Besides the “carpetbagger” accusation, Democrats have also tied Brown to the Koch brothers, co-founders of the conservative advocacy group Americans for Prosperity, which along with the Karl Rove-backed American Crossroads have spent about $1.5 million in the state on television ads targeting Shaheen over her support for the Affordable Care Act.
As the New Hampshire Journal reported first Sunday, the conservative advocacy group Ending Spending is up today with a new pro-Brown ad – an ad that does not mention Shaheen.
Democratic groups have spent about one-fifth that amount focusing on Brown both on the “carpetbagger” issue and his alleged support for the oil industry.
Brown has also declined to sign the same “People’s Pledge” to limit third party spending that he originated in his 2012 Massachusetts race, when he lost to Warren, prompting more criticism from Shaheen and the Democrats. He has said, “The only pledge I’m taking is a pledge to get rid of Obamacare.”
The state Democratic Party says Brown and “third party special interest groups (are) trying to buy New Hampshire’s Senate seat.” The party contends Brown has a clear record of “protecting ‘Big Oil’ tax breaks and Wall Street special interests.”

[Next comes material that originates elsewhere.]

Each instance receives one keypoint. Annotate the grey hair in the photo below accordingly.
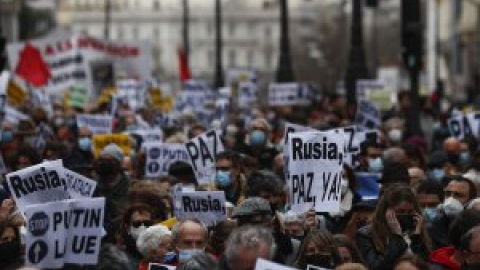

Brown and the state GOP have repeatedly criticized the ACA and Shaheen’s support not only for that law – continually labeling her the “deciding vote” — but also for President Barack Obama’s overall agenda.
Brown has been making stops throughout the state since he announced an exploratory committee on March 14. At that time, he became an official candidate, according to paperwork filed with the Federal Election Commission.
He disclosed that he is running last week and Thursday’s announcement is the formal launch. He will be surrounded by his family, friends and supporters at the Portsmouth event.
The Brown announcement comes after he signed Colin Reed to be his campaign manager.
Reed, 29, was New Jersey Gov. Chris Christie’s deputy communications director and previously was the communication director on Brown’s 2012 campaign. Earlier he was in Brown’s senate office in Washington.
Reed was deputy press secretary to the National Republican Senatorial Committee from 2009 to 2010 and worked on Sen. John McCain’s presidential campaign from 2007 to 2008. He also worked as an intern in the Massachusetts governor’s office under Mitt Romney in 2006.
Reed was among 18 Christie staffers served with subpoenas in January by a legislative committee investigating the “Bridge-gate” George Washington Bridge traffic jam-political retribution scandal.
But he has not been as deeply tied to the scandal as other officials. State GOP executive director Matt Mowers, who had been a regional liasion for the Christie administration before coming to the Granite State, has also been served with a subpoena.
“It’s going to be an exciting race,” Reed said in an interview . “Senator Brown hit the ground running during his recent ‘Main Streets and Living Rooms’ tour and has now been to all 10 counties.
“The plan is to continue to criss-cross the state and listen to people and their concerns, and discuss how we are going to move the country forward.”
Brown’s Massachusetts ties “ is not an issue when he’s traveling the state,” Reed said. “People are talking about not where he’s from but where we are going a s a nation. People care about jobs, the debt, health care and America’s standing in the world.
“Senator Shaheen has voted 99 percent of the time with President Obama, cast the tie breaking vote for Obamacare, and people are upset and frustrated and angry that she has been part of the problem,” Reed said.